O an kafamı öne eğdim ve o ses duyuldu. Makinadan gelen o ses ile dehşetle kafamı kaldırıp makinaya baktım. Düz çizgiyi gördüğüm anda Ateş'e döndüm. "A-ateş bir şeyler yap! Doktor'u çağırın!" diye avazım çıktığı kadar bağırdım. Demir beni kendine çekerken yerimde çırpınıp Demir'in koluna yapıştım. Göğsünde korkudan ağlamaya başladığım sırada Ateş Mert'e müdahale ediyordu. Mert'in adamlarıda doktor ve hemşireyi çoktan çağırmıştı. Ateş işini ustalıkla yapıyor ve hemşire eline şok cihazını uzatıyordu. Bu manzaranın ortasında sadece ağlıyordum. Doktor bize dönüp "Lütfen dışarıya!" diye uyardı.

"Hayır!" diye bağırıp çırpınsamda dışarı çıkartılmıştım. Demir ben ve Asya dışarıda Mert'in adamlarının yanında bekliyorduk. Hepsi sessiz bir şekilde içeriden gelecek haberi bekliyorlardı. Bense onların tam aksine hıçkıra hıçkıra ağlıyordum. Demir başımı okşayarak anlımdan öptü. "Defne ağlama artık güzelim. Bak Mert'i tanıyorsam o ite bir şey olmaz.
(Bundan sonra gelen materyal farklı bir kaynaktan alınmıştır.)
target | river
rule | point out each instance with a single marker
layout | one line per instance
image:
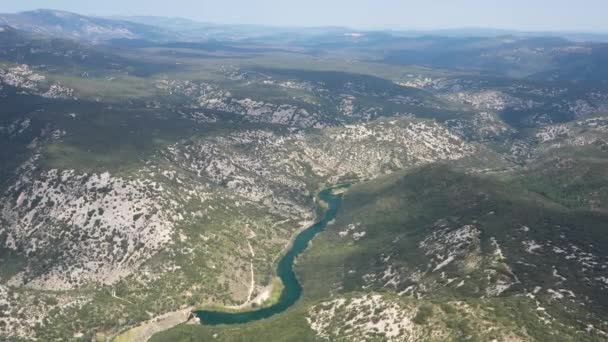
(293, 289)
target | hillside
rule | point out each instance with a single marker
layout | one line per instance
(145, 174)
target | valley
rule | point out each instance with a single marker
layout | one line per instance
(145, 175)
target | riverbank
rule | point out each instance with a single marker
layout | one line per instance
(145, 330)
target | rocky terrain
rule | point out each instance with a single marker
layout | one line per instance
(143, 178)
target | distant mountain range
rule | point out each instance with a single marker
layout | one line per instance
(75, 26)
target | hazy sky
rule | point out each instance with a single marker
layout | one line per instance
(577, 15)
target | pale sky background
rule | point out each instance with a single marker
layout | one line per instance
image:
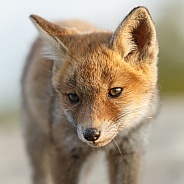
(17, 32)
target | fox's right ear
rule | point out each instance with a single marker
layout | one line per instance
(54, 48)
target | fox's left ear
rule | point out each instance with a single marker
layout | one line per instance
(136, 36)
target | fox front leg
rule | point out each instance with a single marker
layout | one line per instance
(124, 169)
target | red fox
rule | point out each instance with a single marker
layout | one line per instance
(86, 90)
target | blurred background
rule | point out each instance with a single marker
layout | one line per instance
(164, 161)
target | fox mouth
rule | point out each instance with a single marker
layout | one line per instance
(99, 144)
(102, 141)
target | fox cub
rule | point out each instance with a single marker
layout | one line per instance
(86, 92)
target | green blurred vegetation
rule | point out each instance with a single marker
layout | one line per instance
(170, 30)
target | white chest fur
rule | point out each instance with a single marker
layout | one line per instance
(95, 169)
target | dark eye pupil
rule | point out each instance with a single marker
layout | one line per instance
(73, 98)
(115, 92)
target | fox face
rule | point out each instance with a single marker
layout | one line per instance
(105, 81)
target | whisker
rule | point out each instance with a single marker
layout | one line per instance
(107, 151)
(118, 147)
(129, 112)
(45, 68)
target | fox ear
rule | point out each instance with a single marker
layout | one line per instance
(136, 35)
(53, 49)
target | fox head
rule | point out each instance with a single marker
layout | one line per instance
(105, 81)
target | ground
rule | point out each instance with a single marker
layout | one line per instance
(164, 161)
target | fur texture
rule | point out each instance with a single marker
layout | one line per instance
(82, 89)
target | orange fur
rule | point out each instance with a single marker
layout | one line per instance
(68, 100)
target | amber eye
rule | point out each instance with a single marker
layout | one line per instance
(73, 97)
(115, 92)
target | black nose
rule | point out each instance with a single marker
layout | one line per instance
(91, 134)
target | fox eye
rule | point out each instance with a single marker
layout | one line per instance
(73, 97)
(115, 92)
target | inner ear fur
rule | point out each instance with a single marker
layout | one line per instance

Domuz gibidir o!" dedi ve hafiften güldü. O sıra Mert'in adamlarından biri ve aralarında önde gelen biriydi sanırım öne atıldı. "Birde ağlıyor şuna bakın! Abinin bu halde olmasının tek suçlusu sensin! Abi ayağa kalksın ölümlerden ölüm beğen!!" diye bağırarak üstüme geldi. Hemen Demir beni arkasına alıp adamın boğazına sarıldı. "Sen fazla cesaretlisin bugün Birol! Bas geri o Mert iti gibi ötede havla! Bu kadın var ya benim kadınım ve onun kılına zarar gelecek olursa sizin o çetenizi o saklandığınız delikte boğarım! Şimdi geri bas yerine!" diye adeta kükredi adama. Adının Birol olduğunu öğrendiğim adamsa başını yere eğip gerisin geri yerine döndü fakat alttan bana sen bittin bakışını atmayı ihmal etmedi.

Adam haklıydı bütün herşeyin suçlusu bendim. Mert'in o birkaç saniye bile olsa kalbinin durması benim suçumdu! Odanın kapısı açılmış ve içeriden Ateş çıkıp Asya'nın yanına gelerek bize bakıp "Kurtardık. Ama bundan sonra ziyaretçi alımı yasak! Kalbin ritmini sekteye uğratan anlık bi durum var gibi gözüküyor. Şuan kalbi atıyor ama dinlenmesi gerek." diyerek durumu açıkladı. Derin bir nefes alıp verdim.